A. (年度ごとの)事業開始に向けた情報収集
A-1 学校・地域の実態把握と課題分析
■目的
学校・地域の実態や社会資源の現状を把握・分析し課題を検討することによって、学校や地域のニーズを明確にし、改善に向けての見通しを立てる。
■具体的実施内容
学校・地域において、児童生徒の問題に対し教育委員会内外の機関がどのような支援状況にあるのかを把握し、各機関の役割や機能を具体的に理解する。また、学校・地域の実態や課題について情報収集を行い、全国と比較し、分析を行う。これらに基づき、教育委員会の上司や議会に改善の必要性を提言し、具体的な改善策を提案する。

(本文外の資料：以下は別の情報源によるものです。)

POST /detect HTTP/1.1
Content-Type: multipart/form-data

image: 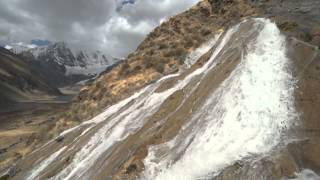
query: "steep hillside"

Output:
[0,48,60,104]
[4,0,320,180]
[58,1,256,129]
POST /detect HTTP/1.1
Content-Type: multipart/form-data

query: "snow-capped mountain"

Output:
[5,42,120,86]
[5,42,119,75]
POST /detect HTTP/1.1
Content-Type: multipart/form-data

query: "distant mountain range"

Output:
[0,47,60,105]
[5,42,120,87]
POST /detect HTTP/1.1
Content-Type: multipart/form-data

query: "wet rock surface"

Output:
[2,0,320,180]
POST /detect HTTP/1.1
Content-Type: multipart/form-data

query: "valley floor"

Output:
[0,93,74,172]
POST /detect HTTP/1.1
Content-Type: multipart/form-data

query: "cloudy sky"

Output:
[0,0,199,57]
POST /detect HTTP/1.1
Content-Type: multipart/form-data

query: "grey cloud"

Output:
[0,0,198,56]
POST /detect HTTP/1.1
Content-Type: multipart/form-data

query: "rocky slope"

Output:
[6,42,120,87]
[1,0,320,180]
[0,48,60,104]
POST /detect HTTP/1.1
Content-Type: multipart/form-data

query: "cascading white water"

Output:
[25,19,295,180]
[142,19,295,180]
[25,32,219,179]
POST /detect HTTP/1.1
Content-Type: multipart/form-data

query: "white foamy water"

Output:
[27,147,66,180]
[290,169,320,180]
[142,19,295,180]
[25,19,295,180]
[25,27,225,179]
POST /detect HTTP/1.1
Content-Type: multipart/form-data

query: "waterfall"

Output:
[27,19,296,180]
[143,19,295,180]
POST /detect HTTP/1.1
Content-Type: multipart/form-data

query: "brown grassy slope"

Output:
[54,0,255,133]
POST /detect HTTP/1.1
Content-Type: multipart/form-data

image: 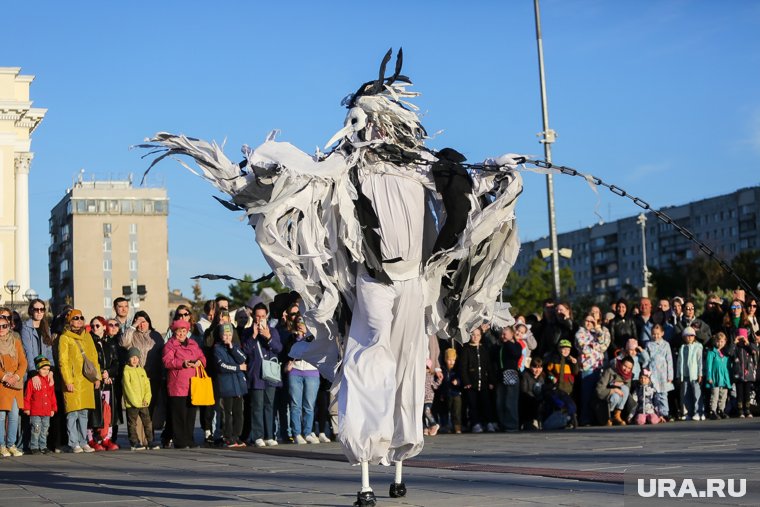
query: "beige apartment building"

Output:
[0,67,47,301]
[49,174,169,333]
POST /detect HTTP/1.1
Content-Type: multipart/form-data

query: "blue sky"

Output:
[5,0,760,297]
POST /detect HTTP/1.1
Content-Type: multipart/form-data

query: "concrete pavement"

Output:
[0,419,760,507]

A-2 ソーシャルワークの視点を持つ人材の必要性を認識
■目的
児童生徒の問題を改善するために、学校現場にソーシャルワークの視点が必要であることを認識する。
■具体的実施内容
教員とは異なるソーシャルワークの視点で子どもの側に立って家族や周りの人への働きかけを一緒に考えたり、福祉機関と学校をつないだり、潜在的に支援を必要としている子どもや保護者に働きかける人材が欠かせないという認識を持つ。学校現場に社会福祉の知識や考え方を加えることが必要であると認識する。
A-3 SSWに関連する情報収集
■目的
全国のSSWer活用事業を視察したり、SSW研修会に参加するなどして、SSWの役割・効果・活動情報などの情報を収集し、SSWer活用事業の実施を検討する。
■具体的実施内容
教育委員会内にSSWに関連する情報を収集する担当を置き、他の都道府県・市区町村のSSWer活用事業に関する視察や資料の取り寄せを行ったり、研修会などに参加するなどして、SSWに関する情報や社会福祉に関する職能団体の情報を効果的に収集する。

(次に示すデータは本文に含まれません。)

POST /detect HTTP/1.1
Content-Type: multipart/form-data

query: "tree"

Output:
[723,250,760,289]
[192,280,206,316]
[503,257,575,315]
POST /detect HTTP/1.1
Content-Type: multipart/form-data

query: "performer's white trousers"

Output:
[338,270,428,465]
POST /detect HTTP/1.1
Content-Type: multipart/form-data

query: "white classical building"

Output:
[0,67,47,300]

収集した情報をもとに、子ども・保護者にSSWerがどのような働きをするのかをイメージし、SSW導入の効果について調べる。また、人材養成機関から人材について情報収集するとともに、SSWerの専門性について学ぶ。
B. 戦略を練る
B-1 課題分析(A-1)と情報収集(A-3)をふまえたフレイム作り
■目的
学校・地域の課題分析や収集したSSWに関する情報を活用して、またその情報に基づき意見を募ることで、SSW事業化に向けた事業案を検討し、事業の狙いと成果指標を主導的に決定する。
■具体的実施内容
A-1で行った課題分析とA-3で行った情報収集に基づき、校長会役員、SVer、他事業関係者らを招集して会議を開く。教育委員会内の機関や福祉機関の相談事例の内容などを会議にて周知し、意見を募る。それらを踏まえて、校長会役員、SVer、教員代表、SCら、事業に関与する人々を集めて事業化に向けた会議を持ち、主導的に事業の狙いと成果指標を決定する。
C. 職務内容の設計
C-1 教育委員会の戦略を形にする
■目的
SSWer活用事業実施要綱や行動計画などを策定し、広く周知する。SSWerの配置形態を決定、学校や関係機関に対する働きかけの内容を具体化するなど、戦略を形にすることによって、SSWer活用事業の効果的な実施を図る。
■具体的実施内容
Aで収集した情報と、Bで練った戦略を基に、都道府県あるいは市町村教育委員会、学校と、SSWerやSVerの関係の全体構造を作り、役割分担を行う。事業の狙いや成果指標を踏まえてSSWerの勤務体系や配置形態(配置型・派遣型・拠点型など)を決定する。連絡協議会を立ち上げたり他事業との系統性や関連性を持たせる計画を立てる。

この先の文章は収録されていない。